REPUBLIKA.CO.ID, BANDUNG -- Buruh di Jabar, menuntut kenaikan upah sebesar 25 persen. Padahal, Pemprov Jabar telah menetapkan kenaikan UMK sebesar 11,5 persen.
Menurut Gubernur Jawa Barat Ahmad Heryawan, prinsipnya semua aspirasi tersebut akan ia tampung.
"Akan kami kirimkan surat aspirasi dengan kop Pemprov Jabar, yang sifatnya meneruskan keinginan kawan-kawan buruh," ujar Heryawan yang akrab disapa Aher, Sabtu malam (21/11).
Secara sikap, kata dia, Pemprov akan patuh keputusan pemerintah pusat. Karena itu, usulan berikutnya soal penolakan UMK mengacu PP tersebut juga tidak bisa serta merta dikabulkan.

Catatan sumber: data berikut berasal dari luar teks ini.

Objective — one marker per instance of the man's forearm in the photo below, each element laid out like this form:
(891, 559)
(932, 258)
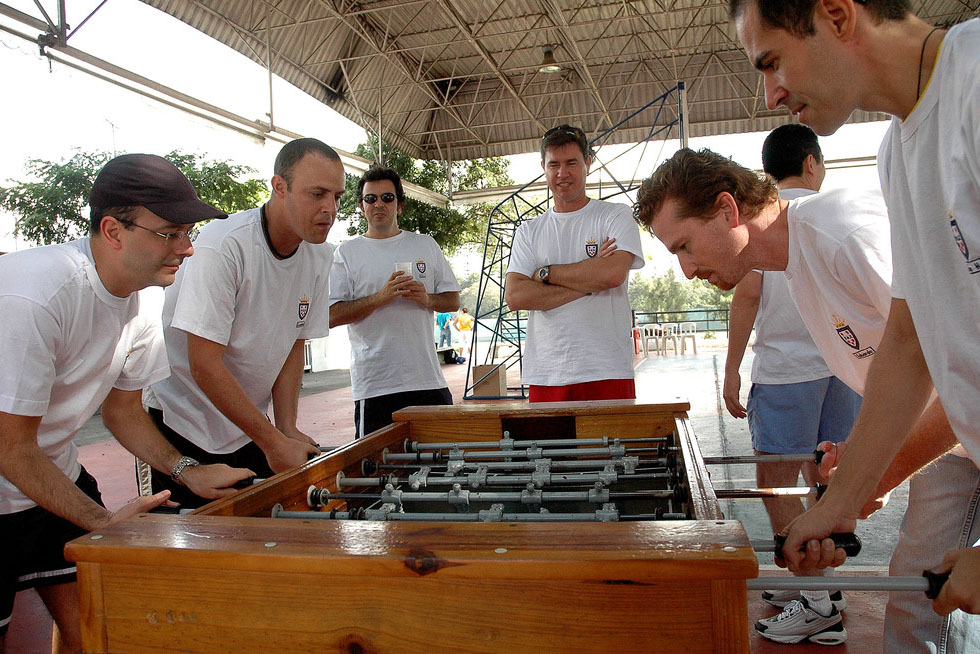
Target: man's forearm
(592, 275)
(344, 313)
(741, 317)
(285, 391)
(896, 392)
(522, 293)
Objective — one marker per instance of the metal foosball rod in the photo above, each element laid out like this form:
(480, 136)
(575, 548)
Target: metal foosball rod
(390, 513)
(626, 463)
(508, 443)
(481, 478)
(459, 497)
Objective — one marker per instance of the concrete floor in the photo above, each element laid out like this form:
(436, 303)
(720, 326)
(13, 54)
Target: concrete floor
(326, 411)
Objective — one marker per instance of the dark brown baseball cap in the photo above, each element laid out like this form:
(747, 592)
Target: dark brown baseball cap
(150, 181)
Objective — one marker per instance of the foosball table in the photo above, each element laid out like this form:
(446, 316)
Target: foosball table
(587, 527)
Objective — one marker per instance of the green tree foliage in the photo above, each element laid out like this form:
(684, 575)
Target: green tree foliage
(668, 293)
(451, 228)
(54, 208)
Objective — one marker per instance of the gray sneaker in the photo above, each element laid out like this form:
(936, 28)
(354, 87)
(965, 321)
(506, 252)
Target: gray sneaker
(780, 598)
(799, 622)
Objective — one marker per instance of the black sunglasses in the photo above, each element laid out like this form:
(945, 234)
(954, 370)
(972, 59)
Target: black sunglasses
(371, 198)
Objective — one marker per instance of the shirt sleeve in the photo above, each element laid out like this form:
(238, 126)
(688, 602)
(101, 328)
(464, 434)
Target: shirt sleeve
(446, 278)
(521, 254)
(627, 234)
(205, 305)
(341, 283)
(31, 337)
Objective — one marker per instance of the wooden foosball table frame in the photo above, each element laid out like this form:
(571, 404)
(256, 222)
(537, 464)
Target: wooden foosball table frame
(227, 578)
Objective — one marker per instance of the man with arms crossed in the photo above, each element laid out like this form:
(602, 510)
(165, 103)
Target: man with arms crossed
(823, 59)
(569, 268)
(236, 320)
(386, 285)
(795, 401)
(74, 338)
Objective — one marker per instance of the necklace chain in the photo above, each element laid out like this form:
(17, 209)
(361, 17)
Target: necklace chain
(922, 56)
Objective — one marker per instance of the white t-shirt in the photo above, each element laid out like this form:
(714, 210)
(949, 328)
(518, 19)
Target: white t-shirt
(930, 172)
(839, 274)
(67, 341)
(784, 351)
(392, 350)
(233, 291)
(587, 339)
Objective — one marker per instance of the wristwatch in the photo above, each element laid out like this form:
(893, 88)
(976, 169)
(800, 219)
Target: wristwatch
(184, 462)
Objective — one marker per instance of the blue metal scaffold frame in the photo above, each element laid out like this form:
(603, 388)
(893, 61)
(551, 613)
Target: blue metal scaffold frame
(507, 327)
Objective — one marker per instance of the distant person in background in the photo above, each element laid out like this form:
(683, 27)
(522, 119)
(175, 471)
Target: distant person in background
(444, 320)
(569, 269)
(464, 329)
(795, 402)
(385, 286)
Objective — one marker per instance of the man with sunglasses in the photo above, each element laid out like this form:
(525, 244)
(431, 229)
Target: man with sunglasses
(237, 318)
(385, 285)
(822, 59)
(75, 337)
(569, 268)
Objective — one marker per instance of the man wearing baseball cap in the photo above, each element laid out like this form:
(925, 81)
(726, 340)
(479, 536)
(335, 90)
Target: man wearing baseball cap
(74, 339)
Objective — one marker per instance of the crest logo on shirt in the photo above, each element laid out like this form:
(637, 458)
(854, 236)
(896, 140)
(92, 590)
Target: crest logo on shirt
(850, 338)
(972, 265)
(845, 332)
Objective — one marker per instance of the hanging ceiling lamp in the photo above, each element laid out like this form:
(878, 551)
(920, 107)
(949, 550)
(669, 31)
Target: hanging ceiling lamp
(548, 63)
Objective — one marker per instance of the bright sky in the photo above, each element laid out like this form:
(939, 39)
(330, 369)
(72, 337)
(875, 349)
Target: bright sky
(51, 110)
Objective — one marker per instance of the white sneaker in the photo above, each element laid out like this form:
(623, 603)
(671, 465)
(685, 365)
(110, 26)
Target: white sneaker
(799, 622)
(780, 598)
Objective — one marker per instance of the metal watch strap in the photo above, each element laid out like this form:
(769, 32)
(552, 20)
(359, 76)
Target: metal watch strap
(184, 462)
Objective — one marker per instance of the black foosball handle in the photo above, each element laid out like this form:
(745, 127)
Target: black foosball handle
(936, 582)
(850, 543)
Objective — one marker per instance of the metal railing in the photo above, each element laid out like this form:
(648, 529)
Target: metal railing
(707, 320)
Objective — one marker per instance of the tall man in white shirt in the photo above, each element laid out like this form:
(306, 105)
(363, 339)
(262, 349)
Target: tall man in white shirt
(569, 268)
(74, 337)
(795, 401)
(822, 60)
(236, 320)
(386, 285)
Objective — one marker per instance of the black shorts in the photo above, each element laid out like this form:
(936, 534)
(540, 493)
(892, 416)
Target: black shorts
(248, 456)
(32, 549)
(374, 413)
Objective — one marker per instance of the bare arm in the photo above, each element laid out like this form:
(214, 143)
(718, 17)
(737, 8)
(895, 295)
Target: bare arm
(346, 312)
(28, 468)
(212, 375)
(285, 393)
(522, 292)
(896, 392)
(123, 414)
(593, 275)
(741, 317)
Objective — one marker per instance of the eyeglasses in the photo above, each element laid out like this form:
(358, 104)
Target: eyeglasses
(169, 237)
(371, 198)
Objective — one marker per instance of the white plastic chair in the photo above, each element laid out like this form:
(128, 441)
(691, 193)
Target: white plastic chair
(651, 332)
(689, 330)
(668, 333)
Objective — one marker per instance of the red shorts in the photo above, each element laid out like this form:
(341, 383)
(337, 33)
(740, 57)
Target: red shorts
(604, 389)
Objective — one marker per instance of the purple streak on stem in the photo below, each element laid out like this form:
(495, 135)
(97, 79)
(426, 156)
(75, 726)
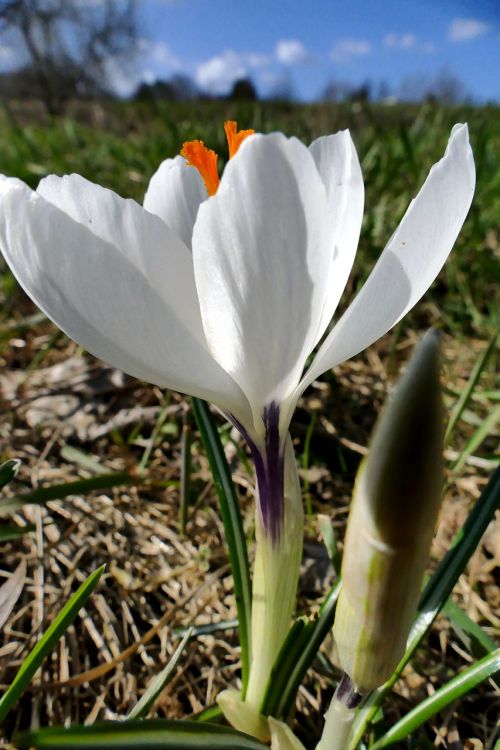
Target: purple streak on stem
(269, 469)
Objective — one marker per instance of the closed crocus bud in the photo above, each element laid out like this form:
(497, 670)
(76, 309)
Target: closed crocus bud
(391, 525)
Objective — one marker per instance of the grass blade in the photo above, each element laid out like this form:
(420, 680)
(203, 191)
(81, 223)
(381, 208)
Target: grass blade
(296, 656)
(10, 592)
(8, 471)
(470, 633)
(8, 532)
(436, 593)
(460, 685)
(47, 643)
(58, 491)
(158, 734)
(186, 466)
(158, 684)
(233, 527)
(466, 394)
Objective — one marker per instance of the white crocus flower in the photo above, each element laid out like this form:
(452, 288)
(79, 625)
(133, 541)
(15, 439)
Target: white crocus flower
(225, 297)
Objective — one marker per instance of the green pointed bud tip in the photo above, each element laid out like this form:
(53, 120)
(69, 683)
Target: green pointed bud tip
(395, 505)
(402, 475)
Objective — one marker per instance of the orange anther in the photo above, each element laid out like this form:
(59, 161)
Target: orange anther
(205, 160)
(234, 137)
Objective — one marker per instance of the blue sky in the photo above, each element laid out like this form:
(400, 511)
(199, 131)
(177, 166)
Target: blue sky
(311, 42)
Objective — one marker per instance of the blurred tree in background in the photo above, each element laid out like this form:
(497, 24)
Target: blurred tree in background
(66, 48)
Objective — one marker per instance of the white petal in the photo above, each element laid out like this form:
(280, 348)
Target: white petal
(411, 260)
(144, 239)
(174, 194)
(261, 259)
(338, 164)
(103, 298)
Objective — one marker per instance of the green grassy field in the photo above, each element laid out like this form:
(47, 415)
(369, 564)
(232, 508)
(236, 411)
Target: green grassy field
(120, 145)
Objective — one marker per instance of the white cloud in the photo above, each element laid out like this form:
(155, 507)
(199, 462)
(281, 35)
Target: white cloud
(345, 49)
(217, 74)
(408, 42)
(462, 29)
(400, 41)
(291, 52)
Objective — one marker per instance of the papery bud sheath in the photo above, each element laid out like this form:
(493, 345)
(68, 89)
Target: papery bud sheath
(391, 524)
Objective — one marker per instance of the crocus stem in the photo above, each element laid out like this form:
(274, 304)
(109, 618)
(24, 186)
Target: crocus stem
(340, 716)
(338, 725)
(276, 573)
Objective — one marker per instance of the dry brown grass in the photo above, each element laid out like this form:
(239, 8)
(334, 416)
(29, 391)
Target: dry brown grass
(157, 580)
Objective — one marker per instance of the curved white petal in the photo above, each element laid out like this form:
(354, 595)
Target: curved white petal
(174, 194)
(338, 164)
(142, 238)
(261, 259)
(103, 297)
(411, 260)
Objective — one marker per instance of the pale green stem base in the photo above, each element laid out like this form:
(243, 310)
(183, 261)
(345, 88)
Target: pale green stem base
(338, 727)
(276, 573)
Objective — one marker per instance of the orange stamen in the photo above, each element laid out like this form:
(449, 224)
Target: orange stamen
(205, 160)
(234, 137)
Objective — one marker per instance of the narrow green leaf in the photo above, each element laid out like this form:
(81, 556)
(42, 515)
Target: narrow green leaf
(157, 734)
(233, 527)
(469, 388)
(58, 491)
(296, 656)
(185, 488)
(8, 471)
(75, 456)
(460, 685)
(477, 438)
(211, 713)
(436, 593)
(156, 432)
(8, 532)
(158, 684)
(471, 634)
(47, 643)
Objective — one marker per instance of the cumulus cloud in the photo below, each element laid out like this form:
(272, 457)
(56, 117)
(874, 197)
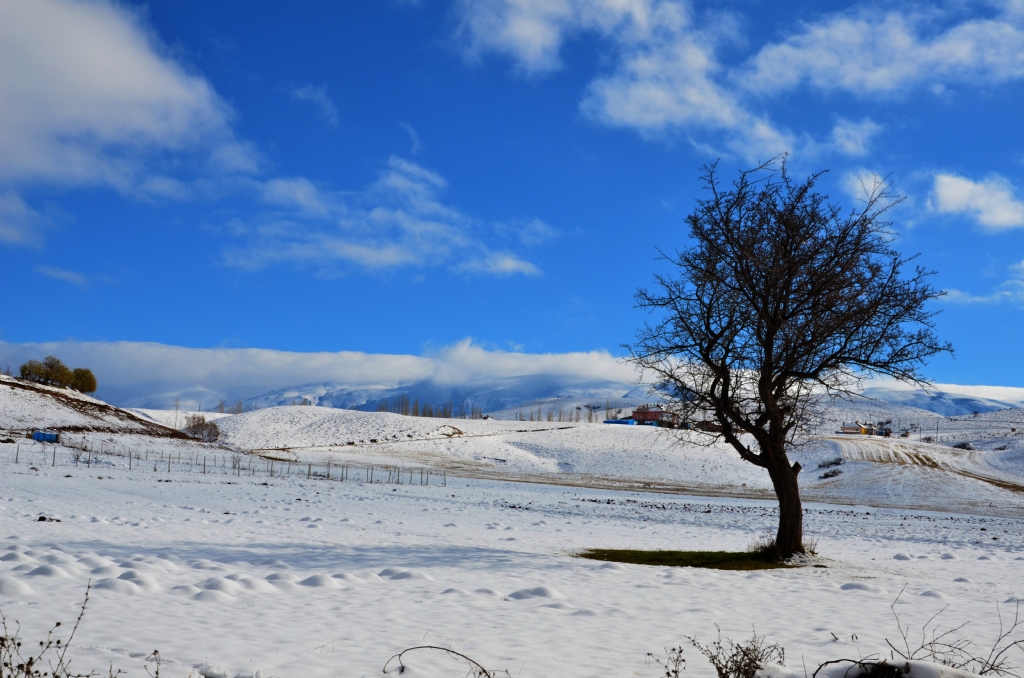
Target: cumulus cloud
(399, 220)
(64, 274)
(667, 78)
(130, 372)
(991, 202)
(501, 263)
(19, 224)
(318, 97)
(868, 53)
(90, 97)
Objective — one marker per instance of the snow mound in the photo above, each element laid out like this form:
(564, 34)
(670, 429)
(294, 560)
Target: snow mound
(49, 570)
(10, 587)
(536, 592)
(321, 582)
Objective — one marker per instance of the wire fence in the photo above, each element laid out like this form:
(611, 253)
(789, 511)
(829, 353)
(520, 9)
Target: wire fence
(85, 453)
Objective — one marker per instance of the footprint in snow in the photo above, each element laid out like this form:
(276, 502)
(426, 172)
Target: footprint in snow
(536, 592)
(49, 570)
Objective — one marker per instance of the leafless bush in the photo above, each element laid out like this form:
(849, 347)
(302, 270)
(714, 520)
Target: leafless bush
(201, 429)
(476, 670)
(674, 662)
(737, 660)
(946, 647)
(51, 652)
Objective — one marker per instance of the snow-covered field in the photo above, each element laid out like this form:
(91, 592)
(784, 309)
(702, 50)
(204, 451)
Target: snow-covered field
(231, 577)
(200, 552)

"Jadi, sekali lagi, kami akan meneruskan aspirasi tersebut bukan dalam konteks menyetujui atau menolak usulan dari demo," kata dia.
Pemprov Jabar, kata dia, secara institusi mendukung pelaksanaan PP 78 tersebut berikut turunannya. Pemprov, akan menjalankan ketentuan upah minimum kota (UMK) sesuai aturan dalam Peraturan Pemerintah (PP) No 78/2015.
Menurut dia, PP menetapkan kenaikan minimum UMK 2016 sebesar 11,5 persen. Sementara para buruh minta meminta lebih dari persentase itu seiring dengan meningkatkan kebutuhan hidup.
"Namun kami dengan dengan berat hati, sebagai pemerintah daerah, kami berkewajiban menjalankan PP," katanya.
Namun di sisi lain, kata dia, Ia juga tidak bisa tutup mata dengan apa yang dirasakan buruh dan pengusaha. Dirinya pun sangat menghargai aspirasi teman-teman buruh. Karena itulah, Ia berjanji menampung aspirasi buruh untuk disampaikan ke pemerintah pusat.
"Mohon dimaklumi, kami bukan pengambil keputusan. Pemrov Jabar adalah pemerintah daerah sebagai perpanjangan pemerintah pusat, maka tugas kami melaksanakan PP No.78/2015 tersebut," katanya.
Aher memaklumi jika saat ini gelombang demo buruh menolak UMK marak di berbagai kota dan kabupaten di Jawa Barat. Sebagai sebuah hak warga negara, hal ini boleh dilakukan selama tidak anarkis.
Salah satu gelombang demo masif adalah ketika ribuan buruh asal Bekasi hari ini longmarch ke Tugu Proklamasi Jakarta hari ini, dengan puncaknya rencana aksi mogok kerja nasional pada 24-27 November nanti.
"Di sisi lain, saya juga dulunya aktivis, sering demo memperjuangkan aspirasi," katanya.
Namun, kata Aher, kewenangan terkait PP No.78/2015 ini adanya di pemerintah pusat sebagai pembuat peraturan.
Sebelumnya, pada Rabu, 11 November 2015 lalu, Aher juga menegaskan sikap senada ketika ribuan buruh yang tergabung Konfederansi Serikat Pekerja Seluruh Indonesia menolak upah minimun provinsi dan kenaikan UMK mengacu PP No 78/2015.